Tracing magnetism and pairing in FeTe-based systems

TL;DR

This study investigates how magnetism and superconductivity interact in FeTe-based systems by examining magnetic transitions under various modifications using computational methods, providing insights into pairing mechanisms across different superconductors.

Contribution

It combines spin-polarized band structure calculations with Hubbard model analysis to elucidate magnetic structures and pairing tendencies in FeTe systems, linking them to broader superconducting phenomena.

Findings

Oxygen insertion significantly alters magnetic moments.

The collinear magnetic structure is energetically favored before superconductivity.

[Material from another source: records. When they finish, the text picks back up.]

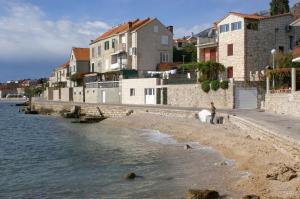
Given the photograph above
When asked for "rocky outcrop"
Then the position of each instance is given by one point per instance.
(130, 176)
(201, 194)
(251, 197)
(282, 173)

The Hubbard model reveals why certain magnetic arrangements promote pairing.

Abstract

In order to examine the interplay between magnetism and superconductivity, we monitor the non- superconducting chalcogenide FeTe and follow its transitions under insertion of oxygen, doping with Se and vacancies of Fe using spin-polarized band structure methods (LSDA with GGA) starting from the collinear and bicollinear magnetic arrangements. We use a supercell of Fe8Te8 as our starting point so that it can capture local changes in magnetic moments. The calculated values of magnetic moments agree well with available experimental data while oxygen insertions lead to significant changes in the bicollinear or collinear magnetic moments. The total energies of these systems indicate that the collinear-derived structure is the more favorable one prior to a possible superconducting transition. Using a 8-site Betts-cluster-based lattice and the Hubbard model, we show why this structure favors electron or hole pairing and provides clues to a common understanding of charge and spin pairing in the cuprates, pnictides and chalcogenides.